In 1995, after the Blue Album was released, Rivers Cuomo began writing the band’s follow-up album. Rivers developed a rock opera called Songs From The Black Hole, which told the story of a group of space cadets.
The band started recording SFTBH, but enthusiasm for the concept wasn’t really there and recording sessions were sporadic at best, with Rivers moving off to his first year at Harvard.
At the end of his first semester, the band returned to recording, scrapping the rock opera concept after Rivers showed up with a new concept, a crop of autobiographical songs which would become 1996’s Pinkerton.

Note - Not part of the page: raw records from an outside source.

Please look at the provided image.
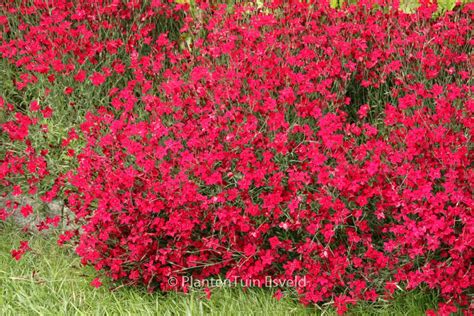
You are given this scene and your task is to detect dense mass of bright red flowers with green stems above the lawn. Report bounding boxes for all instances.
[0,0,474,315]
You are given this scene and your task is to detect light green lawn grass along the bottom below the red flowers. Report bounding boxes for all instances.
[0,223,444,315]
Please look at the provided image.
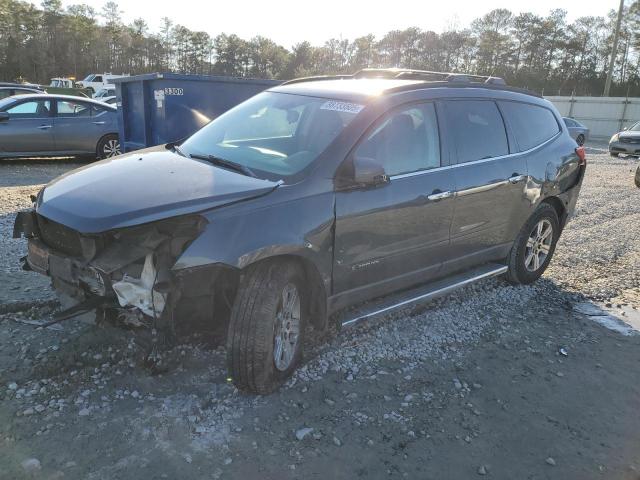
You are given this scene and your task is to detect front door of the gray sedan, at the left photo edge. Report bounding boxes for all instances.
[0,99,55,155]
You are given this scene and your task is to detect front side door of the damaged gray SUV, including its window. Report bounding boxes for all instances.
[333,103,455,298]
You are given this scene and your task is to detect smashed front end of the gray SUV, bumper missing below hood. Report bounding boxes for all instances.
[13,210,206,326]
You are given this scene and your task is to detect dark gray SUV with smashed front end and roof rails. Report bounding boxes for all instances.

Some of the black hole songs survived, but the rest were seemingly discarded.
With the publication of the first version of the weezer recording history, fans were clued in to the original concept. And in early 2002, Rivers himself started funneling some of the original SFTBH demos directly to fans, speaking of an “en masse” distribution of not just the black hole songs, but the hundreds of other songs which he and the band worked on throughout the years, but never officially recorded.
For a few years, the band released dozens of songs straight to fans, but that stopped after the summer of 2002, with Geffen finally putting their corporate foot down.
The point of all this: things have changed again. In the last week, Rivers started writing blog entries about the held-back songs, saying:
I’m putting up the lyrics now because I suddenly realized that I can. I’ll also put up the sheet music (when I have time) so that you can play them for each other! I’ll release my home demos as soon as I am legally able.
And he’s put up lyrics and music for two songs, one from SFTBH, another a Pinkerton-era b-side. Fans with much more musical talent than I have started to work off these, developing their own versions based off what Rivers has posted.
While they’re not exactly Rivers’/weezer’s demos, it’s still an interesting idea. While I’m glad to finally be getting an idea of what the songs were supposed to be like, it’ll be nice if we actually get the real versions one day (perhaps when the band is free of its Geffen contract?).
I’m also interested in songs from other years- the late 90’s hiatus period, the Make Believe era and the future, which for weezer, looks like it’s going to happen.
If there’s one thing I’ve learned in the past however many years of being a weezer fan, it’s that it’s going to be interesting. And I’ll probably get to hear some good music too.